By Deanne Goodman | Patch.com
After years of holding up funding, Gov. Jerry Brown announced Thursday he’s prepared to make revenue available to four Riverside County cities that were shortchanged -- leaving one teetering on the brink of financial ruin -- under a 2011 budget overhaul.
The governor’s May Revise contains provisions for Eastvale, Jurupa Valley, Menifee and Wildomar to receive monetary relief in the 2015-16 fiscal year budget.
Sen. Richard Roth, D-Riverside, celebrated the development, noting that he has pushed this year for a resolution to the cities’ plight, negotiating with the governor and other state officials to procure funds for the cities.
“Restoring funding for Riverside County’s newest cities has been one of my top priorities since day one,” the first-term state senator said. “I am pleased the governor has included this funding in his revised budget. These cities, through no fault of their own, lost funding that every other new city historically received, and I thank the governor for recognizing this critical issue ... that threatened to force at least one city to disincorporate.’
According to a statement included in the governor’s May Revise, which updates the coming year’s budgetary priorities, the governor is proposing to supply $24 million in general fund revenue to defray some of the four cities’ public safety obligations.
Under the proposal, Riverside County as a whole would be relieved of paying money owed in the next fiscal year for services provided by the Department of Forestry and Fire Protection in exchange for forgiving the cities’ unpaid debts to the county for public safety services.
Roth had sought a more direct route to restore the millions of dollars stripped away from the cities through legislation introduced earlier this year.
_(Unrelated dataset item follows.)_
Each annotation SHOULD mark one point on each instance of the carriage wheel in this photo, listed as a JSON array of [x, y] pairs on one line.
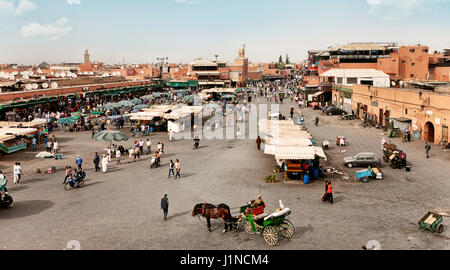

Under Senate Bill 25, beginning in the next fiscal year, vehicle license fee revenue would be allocated to the four cities based on a formula that factors in population and local property tax assessments.
SB 25, which is stalled in the Senate Appropriations Committee, is similar to a bill that Roth carried last year, SB 56, which received majority support in the Assembly and Senate, but was vetoed by the governor, who cited concerns about digging into the general fund to make the funding available.
For the same reasons, Brown also vetoed an Assembly bill seeking to restore funding to the cities in 2012. Other bills have been submitted but lost traction in the Legislature.
The four cities were entitled to roughly $15 million from the state when the Legislature approved -- and the governor signed -- SB 89 into law. The act shifted funds owed to cities that incorporated between 2004 and 2011 into a “Law Enforcement Services Account” established to offset expenses incurred by counties and municipalities under the governor’s public safety realignment plan.
Wildomar incorporated on July 1, 2008; Menifee incorporated on Oct. 1, 2008; Eastvale incorporated on Oct. 1, 2010; and Jurupa Valley incorporated on July 1, 2011 -- two days after SB 89 took effect. The nascent city was the hardest hit financially, losing half the funds anticipated in its first fiscal year budget.
Jurupa Valley in 2014 filed notice with the Riverside County Local Agency Formation Commission that it may have to disincorporate and go back to county control without a financial rescue.